A-Train is the story of one of the black Americans who, during World War II, graduated from Tuskegee (AL) Flying School and served as a pilot in the Army Air Corps’ 99th Pursuit Squadron. Charles W. Dryden presents a fast-paced, balanced, and personal account of what it was like to prepare for a career traditionally closed to African Americans, how he coped with the frustrations and dangers of combat, and how he, along with many fellow black pilots, navigators, bombardiers, and crewmen, emerged with a magnificent war record.

Under the command of Colonel Benjamin O. Davis Jr., the Tuskegee airmen fought over North Africa, Sicily, and Europe, escorting American bomber crews who respected their "no-losses" record.
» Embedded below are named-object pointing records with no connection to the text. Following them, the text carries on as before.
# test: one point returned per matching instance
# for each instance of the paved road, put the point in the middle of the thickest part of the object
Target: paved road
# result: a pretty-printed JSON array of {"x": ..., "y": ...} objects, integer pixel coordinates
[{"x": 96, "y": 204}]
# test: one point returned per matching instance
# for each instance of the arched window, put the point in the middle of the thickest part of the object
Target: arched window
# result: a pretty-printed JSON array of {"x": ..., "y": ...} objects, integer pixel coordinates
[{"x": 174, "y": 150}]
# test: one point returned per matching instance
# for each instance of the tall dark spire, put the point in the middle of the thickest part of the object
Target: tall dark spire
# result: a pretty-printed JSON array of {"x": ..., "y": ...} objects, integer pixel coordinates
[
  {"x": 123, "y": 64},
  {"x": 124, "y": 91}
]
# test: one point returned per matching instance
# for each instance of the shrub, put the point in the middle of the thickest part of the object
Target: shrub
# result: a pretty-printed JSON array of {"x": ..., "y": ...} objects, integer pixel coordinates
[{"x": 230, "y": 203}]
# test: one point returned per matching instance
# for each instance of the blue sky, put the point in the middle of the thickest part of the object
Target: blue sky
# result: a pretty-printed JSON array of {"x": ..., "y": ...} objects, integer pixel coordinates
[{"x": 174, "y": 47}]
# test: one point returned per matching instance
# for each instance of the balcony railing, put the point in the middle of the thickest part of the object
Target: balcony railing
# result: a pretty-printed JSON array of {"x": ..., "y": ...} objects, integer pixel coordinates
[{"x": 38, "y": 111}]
Some were shot down, many of them were killed or captured by the enemy, and several won medals of valor and honor. But the airmen still faced great barriers of racial prejudice in the armed forces and at home. As a member of that elite group of young pilots who fought for their country overseas while being denied civil liberties at home, Dryden presents an eloquent story that will touch each and every reader.


Editorial Reviews

Library Journal
As a member of the first group of African Americans to be trained as military pilots during World War II, in a project known as the Tuskegee experiment, Dryden had to overcome enormous obstacles to serve his country. Though it was believed at the time that black men could not be pilots, the pilots trained at Tuskegee had a distinguished record. Squadrons staffed by Tuskegee airmen never lost a bomber that they were escorting to enemy fighters. In this disturbing memoir, titled after the nickname of Dryden's airplane, the author relates how every possible obstacle was put in the way of these men. For example, at one base, German POWs could use the PX but the Tuskegee pilots could not. At another base, the Officers Club was closed so that it would not have to be integrated. Dryden effectively conveys how destructive discrimination can be. Highly recommended for all libraries and essential for those dealing with African American studies.-Terry L. Wirick, Erie Cty. Lib. System, Pa.
From the Publisher
"Through the eyes of an original Tuskegee airman, the reader catches glimpses of two wars, three continents, and twenty years of military service. . . . [An] honest portrayal that will enlighten young and old, civilian and military, historians and laymen."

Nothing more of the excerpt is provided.